Té blancoLas Propiedades del Té Blanco

Suave, aromático, agradable, evocador… el té blanco, practicamente desconocido hasta ahora, es la perla más preciada en el mundo del té. Se produce principalmente en China, en las altas montañas de la provincia de Fujian, cuidando especialmente todos los detalles en su proceso de producción.

En la mayoría de las regiones en las que se cultiva el té, se cosecha durante todo el año debido a su clima cálido. Sin embargo, en Fujian el té no crece durante el invierno y es en primavera cuando se pueden ver los primeros brotes.

Durante sólo unos días, cuando las hojas del té están brotando, después de un invierno de letargo, se recogen únicamente los brotes más jóvenes, aún cubiertos de un corto vello blanco. En este momento los brotes están llenos de energía y de todos los nutrientes. Por todo ello el té blanco (conocido como el Yinzhen (agujas de plata) es un té de diferente precio de los demás, exquisito y saludable.

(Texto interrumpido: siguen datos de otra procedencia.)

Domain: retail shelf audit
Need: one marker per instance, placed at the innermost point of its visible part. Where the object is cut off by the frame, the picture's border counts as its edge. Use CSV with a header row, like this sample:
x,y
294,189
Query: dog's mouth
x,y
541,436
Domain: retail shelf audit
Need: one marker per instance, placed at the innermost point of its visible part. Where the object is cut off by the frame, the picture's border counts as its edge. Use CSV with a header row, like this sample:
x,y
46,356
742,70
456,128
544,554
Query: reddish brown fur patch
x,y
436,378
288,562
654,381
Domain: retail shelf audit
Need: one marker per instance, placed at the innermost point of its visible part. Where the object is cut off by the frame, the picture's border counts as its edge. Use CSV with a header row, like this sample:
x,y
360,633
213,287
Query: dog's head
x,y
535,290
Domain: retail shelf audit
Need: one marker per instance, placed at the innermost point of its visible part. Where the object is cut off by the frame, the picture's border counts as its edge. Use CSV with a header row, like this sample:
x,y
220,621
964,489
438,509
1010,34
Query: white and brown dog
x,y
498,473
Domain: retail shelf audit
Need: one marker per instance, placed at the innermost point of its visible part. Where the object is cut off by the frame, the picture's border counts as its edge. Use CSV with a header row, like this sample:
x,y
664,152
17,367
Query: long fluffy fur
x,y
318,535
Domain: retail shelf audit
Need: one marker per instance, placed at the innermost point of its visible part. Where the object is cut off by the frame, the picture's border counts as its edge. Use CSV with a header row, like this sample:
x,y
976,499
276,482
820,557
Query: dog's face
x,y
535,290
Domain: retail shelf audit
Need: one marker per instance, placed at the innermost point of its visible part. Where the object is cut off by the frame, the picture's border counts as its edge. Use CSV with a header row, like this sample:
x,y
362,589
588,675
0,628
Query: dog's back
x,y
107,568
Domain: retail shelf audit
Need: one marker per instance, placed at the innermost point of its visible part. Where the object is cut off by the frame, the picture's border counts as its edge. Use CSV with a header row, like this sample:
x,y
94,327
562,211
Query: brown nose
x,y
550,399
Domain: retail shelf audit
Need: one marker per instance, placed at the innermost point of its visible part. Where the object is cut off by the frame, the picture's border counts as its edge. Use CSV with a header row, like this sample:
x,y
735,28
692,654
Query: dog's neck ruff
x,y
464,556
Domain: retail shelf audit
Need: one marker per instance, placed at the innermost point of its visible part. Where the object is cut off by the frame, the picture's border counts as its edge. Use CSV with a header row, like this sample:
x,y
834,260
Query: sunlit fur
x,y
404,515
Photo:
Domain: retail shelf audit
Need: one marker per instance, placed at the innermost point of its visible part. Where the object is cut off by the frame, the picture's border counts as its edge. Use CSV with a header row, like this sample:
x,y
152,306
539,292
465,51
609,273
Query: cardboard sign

Una vez recolectado el té blanco apenas se manipula, se seca al aire manteniéndose todas sus propiedades.

El té blanco ha sido descubierto recientemente como el antioxidante natural más eficaz de la naturaleza. Es más eficaz que el té verde porque contiene tres veces más polifenoles; un potente antioxidante presente en todos los tipos de té y muy conocidos por aumentar las defensas del organismo y neutralizar la actividad de los radicales libres.

Los radicales libres causan una oxidación de las células que, en ocasiones, pueden provocar cáncer. Gracias a estos polifenoles se neutraliza en parte la acción de los radicales libres.

Por otro lado, el té blanco es capaz de proteger la producción de lípidos. Además este té por sí solo es más eficaz que la vitamina C y la vitamina E juntas.